Alexis Michalik, assisté d’Ysmahane Yaqini, a mis en scène son histoire avec une fluidité déconcertante, intelligente, les changements de lieux, de décors, de costumes, d’accessoires, de personnages se font à une vitesse qui ne laisse pas de place à l’improvisation.
Tout est calculé, tout est millimétré pour donner une vie intense au développement de l’intrigue.
Une action située, définie dans un rectangle blanc comme pour celle d’Intra Muros.
Il s’est entouré de l’incontournable Juliette Azzopardi pour les décors, d’Arnaud Jung pour les lumières et Marion Rebmann pour les costumes sans oublier Mathias Delfau qui a réalisé de superbes vidéos symbolisant les différents lieux de l’action ainsi que le temps qui passe.
Une belle fraternité, une belle cohésion pour cette troupe qui se lance à cœur perdu afin de vivre intensément leurs histoires d’amour.

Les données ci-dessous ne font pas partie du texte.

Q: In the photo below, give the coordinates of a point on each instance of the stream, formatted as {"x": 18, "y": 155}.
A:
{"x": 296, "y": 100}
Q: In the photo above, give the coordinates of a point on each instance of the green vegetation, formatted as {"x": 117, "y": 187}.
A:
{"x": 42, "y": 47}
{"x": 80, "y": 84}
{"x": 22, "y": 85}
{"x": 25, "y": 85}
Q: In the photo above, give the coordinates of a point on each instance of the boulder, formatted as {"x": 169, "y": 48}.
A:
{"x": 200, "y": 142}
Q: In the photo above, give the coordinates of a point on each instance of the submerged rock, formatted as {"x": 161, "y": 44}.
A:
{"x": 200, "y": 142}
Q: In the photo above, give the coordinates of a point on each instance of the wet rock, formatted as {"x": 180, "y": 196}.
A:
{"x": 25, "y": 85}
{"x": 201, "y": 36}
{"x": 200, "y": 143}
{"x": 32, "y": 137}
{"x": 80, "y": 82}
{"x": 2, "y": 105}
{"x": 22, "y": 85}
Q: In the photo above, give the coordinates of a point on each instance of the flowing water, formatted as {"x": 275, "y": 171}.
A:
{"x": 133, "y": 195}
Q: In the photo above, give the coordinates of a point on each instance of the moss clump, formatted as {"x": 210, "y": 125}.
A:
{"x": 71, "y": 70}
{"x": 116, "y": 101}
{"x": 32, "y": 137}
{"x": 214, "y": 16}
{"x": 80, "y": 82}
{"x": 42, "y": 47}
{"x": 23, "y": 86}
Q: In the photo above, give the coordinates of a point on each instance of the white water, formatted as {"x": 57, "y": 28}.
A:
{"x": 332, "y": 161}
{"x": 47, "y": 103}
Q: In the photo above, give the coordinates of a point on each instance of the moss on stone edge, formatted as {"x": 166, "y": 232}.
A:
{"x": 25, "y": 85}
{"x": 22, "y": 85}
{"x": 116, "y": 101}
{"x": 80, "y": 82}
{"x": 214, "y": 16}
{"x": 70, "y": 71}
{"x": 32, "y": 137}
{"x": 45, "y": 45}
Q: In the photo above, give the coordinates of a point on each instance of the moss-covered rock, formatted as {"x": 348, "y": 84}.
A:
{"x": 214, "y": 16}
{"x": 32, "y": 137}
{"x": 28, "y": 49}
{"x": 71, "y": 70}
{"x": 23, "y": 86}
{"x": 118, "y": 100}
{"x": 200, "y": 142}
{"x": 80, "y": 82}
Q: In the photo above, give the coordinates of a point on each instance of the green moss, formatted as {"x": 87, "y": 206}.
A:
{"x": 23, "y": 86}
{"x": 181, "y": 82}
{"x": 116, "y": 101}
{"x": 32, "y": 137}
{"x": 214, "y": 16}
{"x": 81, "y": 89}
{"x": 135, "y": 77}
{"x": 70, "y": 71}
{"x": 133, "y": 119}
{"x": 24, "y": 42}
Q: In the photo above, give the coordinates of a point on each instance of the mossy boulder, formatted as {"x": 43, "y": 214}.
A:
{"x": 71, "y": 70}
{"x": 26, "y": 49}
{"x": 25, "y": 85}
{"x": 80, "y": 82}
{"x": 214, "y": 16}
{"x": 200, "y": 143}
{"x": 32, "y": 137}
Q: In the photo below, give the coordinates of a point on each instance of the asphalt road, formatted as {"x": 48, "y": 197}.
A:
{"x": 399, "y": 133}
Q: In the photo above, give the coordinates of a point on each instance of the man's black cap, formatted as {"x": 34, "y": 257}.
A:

Juliette Delacroix est Katia et Marie-Camille Soyer est Justine. Elles forment avec un beau naturel le couple qui va déclencher toute cette histoire d’amour.
Alexis Michalik joue le frère William, l’ours mal léché qui va se laisser attendrir, qui va redécouvrir qu’il a un cœur qui bat dans sa poitrine. Un plaisir non dissimulé de le retrouver sur scène et avec ce soir Violette Guillon dans le rôle de Jeanne, ils forment un duo très touchant de sincérité. Elle a l’innocence de la jeunesse tout en ayant la maîtrise de son jeu : impressionnant.
L’électron libre, aux multiples rôles, dont celui de Claire, est joué par Pauline Bresson. Une présence tourbillonnante, tout en grâce, qui donne de la légèreté à cette histoire d’amour.
Une histoire d’amour, certes belle, poétique, mais qui en fin de compte ne m’aura pas enthousiasmé comme ce fut le cas avec ses autres pièces : mon classement ne changera pas : « Le porteur d’histoire » restant ma préférée.
« Une histoire d’amour » à La Scala, du mardi au samedi à 21h, matinée le dimanche à 15h, attention consulter le calendrier pour les relâches, jusqu’au 28 mars.